Returns (list(matplotlib.axes)): List of axes that include the plots.

Source code in probatus/interpret/shap_dependence.py

def plot(
    self,
    feature,
    figsize=(15, 10),
    bins=10,
    show=True,
    min_q=0,
    max_q=1,
    alpha=1.0,
):
    """
    Plots the shap values for data points for a given feature, as well as the target rate and values distribution.

    Args:
        feature (str or int):
            Feature name of the feature to be analyzed.

        figsize ((float, float), optional):
            Tuple specifying size (width, height) of resulting figure in inches.

        bins (int or list[float]):
            Number of bins or boundaries of bins (supplied in list) for target-rate plot.

        show (bool, optional):
            If True, the plots are showed to the user, otherwise they are not shown.

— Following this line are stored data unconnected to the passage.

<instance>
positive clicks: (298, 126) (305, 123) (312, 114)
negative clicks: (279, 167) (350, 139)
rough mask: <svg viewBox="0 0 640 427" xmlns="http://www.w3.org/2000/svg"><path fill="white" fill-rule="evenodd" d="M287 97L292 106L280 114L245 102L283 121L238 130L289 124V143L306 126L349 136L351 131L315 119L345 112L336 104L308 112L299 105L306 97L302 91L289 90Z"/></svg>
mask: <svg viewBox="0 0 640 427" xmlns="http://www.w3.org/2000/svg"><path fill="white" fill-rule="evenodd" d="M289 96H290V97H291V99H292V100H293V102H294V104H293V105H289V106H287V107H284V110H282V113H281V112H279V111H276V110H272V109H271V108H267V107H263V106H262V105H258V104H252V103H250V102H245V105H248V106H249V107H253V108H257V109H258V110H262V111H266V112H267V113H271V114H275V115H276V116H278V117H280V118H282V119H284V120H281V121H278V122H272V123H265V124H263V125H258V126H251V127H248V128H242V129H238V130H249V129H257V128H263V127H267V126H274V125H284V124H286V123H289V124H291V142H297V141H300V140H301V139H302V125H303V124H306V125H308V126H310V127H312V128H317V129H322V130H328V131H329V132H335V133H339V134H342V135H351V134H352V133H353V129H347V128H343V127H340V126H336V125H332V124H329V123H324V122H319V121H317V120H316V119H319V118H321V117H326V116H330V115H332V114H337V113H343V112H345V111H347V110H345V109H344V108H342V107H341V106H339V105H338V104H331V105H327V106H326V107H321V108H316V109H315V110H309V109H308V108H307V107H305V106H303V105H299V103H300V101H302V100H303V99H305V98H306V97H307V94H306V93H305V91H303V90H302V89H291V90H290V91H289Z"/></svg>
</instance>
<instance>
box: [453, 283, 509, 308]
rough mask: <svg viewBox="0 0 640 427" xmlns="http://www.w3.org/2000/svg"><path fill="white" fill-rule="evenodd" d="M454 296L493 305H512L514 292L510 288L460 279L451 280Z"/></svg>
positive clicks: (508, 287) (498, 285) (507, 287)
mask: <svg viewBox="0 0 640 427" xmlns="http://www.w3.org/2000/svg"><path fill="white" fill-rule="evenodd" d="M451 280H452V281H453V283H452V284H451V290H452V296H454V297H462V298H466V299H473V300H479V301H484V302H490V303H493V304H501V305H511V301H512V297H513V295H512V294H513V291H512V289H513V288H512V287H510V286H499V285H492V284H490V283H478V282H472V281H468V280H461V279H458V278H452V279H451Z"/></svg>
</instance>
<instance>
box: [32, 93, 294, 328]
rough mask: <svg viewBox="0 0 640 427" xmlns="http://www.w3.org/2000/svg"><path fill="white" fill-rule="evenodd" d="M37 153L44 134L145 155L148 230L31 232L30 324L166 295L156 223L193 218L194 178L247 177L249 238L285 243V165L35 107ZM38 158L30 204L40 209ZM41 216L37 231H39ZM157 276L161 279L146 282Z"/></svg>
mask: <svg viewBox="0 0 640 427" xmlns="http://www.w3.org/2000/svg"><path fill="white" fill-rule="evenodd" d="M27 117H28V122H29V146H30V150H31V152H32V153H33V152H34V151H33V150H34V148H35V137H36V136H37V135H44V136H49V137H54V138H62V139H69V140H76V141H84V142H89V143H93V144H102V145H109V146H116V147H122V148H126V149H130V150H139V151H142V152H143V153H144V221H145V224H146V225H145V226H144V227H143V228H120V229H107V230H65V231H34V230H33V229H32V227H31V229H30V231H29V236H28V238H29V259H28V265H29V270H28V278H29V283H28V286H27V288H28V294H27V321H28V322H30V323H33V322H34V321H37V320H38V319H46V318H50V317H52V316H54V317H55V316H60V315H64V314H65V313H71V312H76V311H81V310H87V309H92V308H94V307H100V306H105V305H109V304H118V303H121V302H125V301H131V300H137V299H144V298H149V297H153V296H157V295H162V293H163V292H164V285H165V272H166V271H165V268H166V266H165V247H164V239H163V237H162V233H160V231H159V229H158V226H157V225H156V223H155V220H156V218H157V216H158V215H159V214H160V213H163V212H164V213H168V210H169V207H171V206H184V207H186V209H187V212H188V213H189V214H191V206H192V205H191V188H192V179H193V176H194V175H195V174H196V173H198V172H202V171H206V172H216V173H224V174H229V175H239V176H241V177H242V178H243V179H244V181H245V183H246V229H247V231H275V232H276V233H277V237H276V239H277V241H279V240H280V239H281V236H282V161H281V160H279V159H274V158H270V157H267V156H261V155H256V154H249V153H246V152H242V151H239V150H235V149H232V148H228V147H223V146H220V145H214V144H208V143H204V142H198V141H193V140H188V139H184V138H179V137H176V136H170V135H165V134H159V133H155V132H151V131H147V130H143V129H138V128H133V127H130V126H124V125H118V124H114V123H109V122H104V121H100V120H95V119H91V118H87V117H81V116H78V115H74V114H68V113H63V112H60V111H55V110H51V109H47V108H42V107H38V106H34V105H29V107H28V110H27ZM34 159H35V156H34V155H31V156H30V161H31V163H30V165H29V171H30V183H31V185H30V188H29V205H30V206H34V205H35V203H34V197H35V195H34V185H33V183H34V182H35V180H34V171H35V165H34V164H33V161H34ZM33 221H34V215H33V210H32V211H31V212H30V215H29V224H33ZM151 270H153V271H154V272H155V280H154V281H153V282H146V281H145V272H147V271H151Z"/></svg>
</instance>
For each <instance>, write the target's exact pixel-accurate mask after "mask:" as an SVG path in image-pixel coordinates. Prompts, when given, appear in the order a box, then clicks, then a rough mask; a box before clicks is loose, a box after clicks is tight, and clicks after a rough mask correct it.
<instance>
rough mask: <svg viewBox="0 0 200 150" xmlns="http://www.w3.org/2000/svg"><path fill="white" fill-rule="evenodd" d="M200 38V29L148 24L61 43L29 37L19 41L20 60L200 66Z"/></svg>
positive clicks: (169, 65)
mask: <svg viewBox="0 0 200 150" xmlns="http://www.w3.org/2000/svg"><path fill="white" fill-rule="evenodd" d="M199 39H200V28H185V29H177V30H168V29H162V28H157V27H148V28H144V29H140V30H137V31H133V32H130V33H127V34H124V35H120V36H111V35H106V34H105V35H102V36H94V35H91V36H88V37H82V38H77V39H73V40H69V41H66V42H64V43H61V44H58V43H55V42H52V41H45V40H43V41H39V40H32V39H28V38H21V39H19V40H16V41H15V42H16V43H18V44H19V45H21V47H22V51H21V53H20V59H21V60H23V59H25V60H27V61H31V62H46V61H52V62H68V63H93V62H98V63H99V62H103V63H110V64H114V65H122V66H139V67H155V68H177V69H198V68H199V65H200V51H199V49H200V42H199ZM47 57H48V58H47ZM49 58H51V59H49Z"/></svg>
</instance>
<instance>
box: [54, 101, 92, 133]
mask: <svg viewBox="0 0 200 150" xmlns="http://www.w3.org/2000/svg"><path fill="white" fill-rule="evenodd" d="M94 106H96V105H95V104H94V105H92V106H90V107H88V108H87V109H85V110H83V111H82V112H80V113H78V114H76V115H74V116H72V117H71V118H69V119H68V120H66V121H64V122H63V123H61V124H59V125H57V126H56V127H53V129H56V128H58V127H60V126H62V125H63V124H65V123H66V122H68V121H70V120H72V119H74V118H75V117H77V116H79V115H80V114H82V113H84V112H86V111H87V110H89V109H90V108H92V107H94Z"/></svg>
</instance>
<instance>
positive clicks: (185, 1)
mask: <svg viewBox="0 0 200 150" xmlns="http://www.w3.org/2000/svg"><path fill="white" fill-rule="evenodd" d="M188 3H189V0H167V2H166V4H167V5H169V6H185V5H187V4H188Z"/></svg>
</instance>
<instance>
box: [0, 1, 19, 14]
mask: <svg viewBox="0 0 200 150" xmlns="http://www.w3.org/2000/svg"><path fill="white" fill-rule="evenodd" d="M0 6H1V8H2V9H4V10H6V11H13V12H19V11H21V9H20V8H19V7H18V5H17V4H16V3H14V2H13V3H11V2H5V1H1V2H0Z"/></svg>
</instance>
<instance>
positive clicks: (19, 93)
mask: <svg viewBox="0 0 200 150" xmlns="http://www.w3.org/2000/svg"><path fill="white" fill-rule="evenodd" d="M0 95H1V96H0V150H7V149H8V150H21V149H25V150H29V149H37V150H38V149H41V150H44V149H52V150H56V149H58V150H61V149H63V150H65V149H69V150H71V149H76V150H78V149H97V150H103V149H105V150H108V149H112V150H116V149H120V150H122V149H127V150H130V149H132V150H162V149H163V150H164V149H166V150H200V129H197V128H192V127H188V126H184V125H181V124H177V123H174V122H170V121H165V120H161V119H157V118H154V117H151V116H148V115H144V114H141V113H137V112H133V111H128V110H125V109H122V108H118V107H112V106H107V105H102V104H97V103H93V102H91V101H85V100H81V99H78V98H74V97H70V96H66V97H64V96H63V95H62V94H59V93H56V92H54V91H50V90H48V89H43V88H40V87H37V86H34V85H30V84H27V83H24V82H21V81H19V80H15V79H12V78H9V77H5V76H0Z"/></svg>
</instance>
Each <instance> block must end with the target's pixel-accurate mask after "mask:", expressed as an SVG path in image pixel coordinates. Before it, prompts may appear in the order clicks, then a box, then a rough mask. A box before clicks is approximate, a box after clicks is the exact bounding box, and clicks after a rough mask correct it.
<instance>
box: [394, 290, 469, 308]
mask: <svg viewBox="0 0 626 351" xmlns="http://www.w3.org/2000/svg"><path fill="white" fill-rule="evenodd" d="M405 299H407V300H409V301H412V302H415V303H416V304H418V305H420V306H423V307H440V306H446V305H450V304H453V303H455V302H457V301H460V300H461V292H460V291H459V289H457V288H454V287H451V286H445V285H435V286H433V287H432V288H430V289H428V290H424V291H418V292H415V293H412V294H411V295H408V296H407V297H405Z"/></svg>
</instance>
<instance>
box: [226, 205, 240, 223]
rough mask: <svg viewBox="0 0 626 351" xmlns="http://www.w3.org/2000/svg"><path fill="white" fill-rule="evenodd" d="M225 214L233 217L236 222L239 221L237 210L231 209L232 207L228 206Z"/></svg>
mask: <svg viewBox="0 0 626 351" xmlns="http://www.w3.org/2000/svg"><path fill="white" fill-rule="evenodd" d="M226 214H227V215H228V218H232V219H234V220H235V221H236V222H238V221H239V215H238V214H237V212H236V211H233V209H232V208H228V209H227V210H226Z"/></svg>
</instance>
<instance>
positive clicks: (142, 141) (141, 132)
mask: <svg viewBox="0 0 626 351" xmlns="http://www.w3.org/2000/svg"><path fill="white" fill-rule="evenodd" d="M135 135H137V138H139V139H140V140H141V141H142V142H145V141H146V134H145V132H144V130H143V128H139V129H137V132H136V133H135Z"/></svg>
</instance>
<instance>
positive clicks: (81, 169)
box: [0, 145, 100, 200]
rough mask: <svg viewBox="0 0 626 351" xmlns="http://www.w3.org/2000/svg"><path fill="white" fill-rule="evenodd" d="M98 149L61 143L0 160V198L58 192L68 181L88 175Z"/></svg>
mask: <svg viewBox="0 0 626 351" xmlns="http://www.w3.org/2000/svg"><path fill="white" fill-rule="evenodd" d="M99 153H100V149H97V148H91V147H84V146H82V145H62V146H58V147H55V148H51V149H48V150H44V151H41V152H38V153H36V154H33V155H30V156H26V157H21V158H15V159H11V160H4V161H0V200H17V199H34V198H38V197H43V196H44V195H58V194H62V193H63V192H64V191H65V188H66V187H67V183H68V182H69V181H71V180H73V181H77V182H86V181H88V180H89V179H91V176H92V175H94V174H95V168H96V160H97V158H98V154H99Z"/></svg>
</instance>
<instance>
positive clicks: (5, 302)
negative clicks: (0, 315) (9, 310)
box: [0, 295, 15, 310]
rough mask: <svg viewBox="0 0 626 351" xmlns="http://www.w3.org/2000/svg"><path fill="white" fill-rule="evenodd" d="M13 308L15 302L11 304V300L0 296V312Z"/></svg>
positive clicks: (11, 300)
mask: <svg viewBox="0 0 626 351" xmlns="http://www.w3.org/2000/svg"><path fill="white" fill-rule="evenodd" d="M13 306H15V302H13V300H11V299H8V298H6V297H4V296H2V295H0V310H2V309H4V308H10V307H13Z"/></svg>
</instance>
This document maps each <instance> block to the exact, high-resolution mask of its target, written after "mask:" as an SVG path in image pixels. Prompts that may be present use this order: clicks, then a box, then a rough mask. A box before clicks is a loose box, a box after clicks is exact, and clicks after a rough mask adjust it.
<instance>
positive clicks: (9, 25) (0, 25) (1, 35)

Not showing plot can be useful,
            when you want to edit the returned axis, before showing it.

        min_q (float, optional):
            Optional minimum quantile from which to consider values, used for plotting under outliers.

        max_q (float, optional):
            Optional maximum quantile until which data points are considered, used for plotting under outliers.

        alpha (float, optional):
            Optional alpha blending value, between 0 (transparent) and 1 (opaque).

    Returns
        (list(matplotlib.axes)):
            List of axes that include the plots.
    """
    self._check_if_fitted()
    if min_q >= max_q:
        raise ValueError("min_q must be smaller than max_q")
    if feature not in self.X.columns:
        raise ValueError("Feature not recognized")
    if (alpha < 0) or (alpha > 1):
        raise ValueError("alpha must be a float value between 0 and 1")

    self.min_q, self.max_q, self.alpha = min_q, max_q, alpha

    _ = plt.figure(1, figsize=figsize)
    ax1 = plt.subplot2grid((3, 1), (0, 0), rowspan=2)
    ax2 = plt.subplot2grid((3, 1), (2, 0))

    self._dependence_plot(feature=feature, ax=ax1)
    self._target_rate_plot(feature=feature, bins=bins, ax=ax2)

    ax2.set_xlim(ax1.get_xlim())

    if show:
        plt.show()
    else:
        plt.close()

    return [ax1, ax2]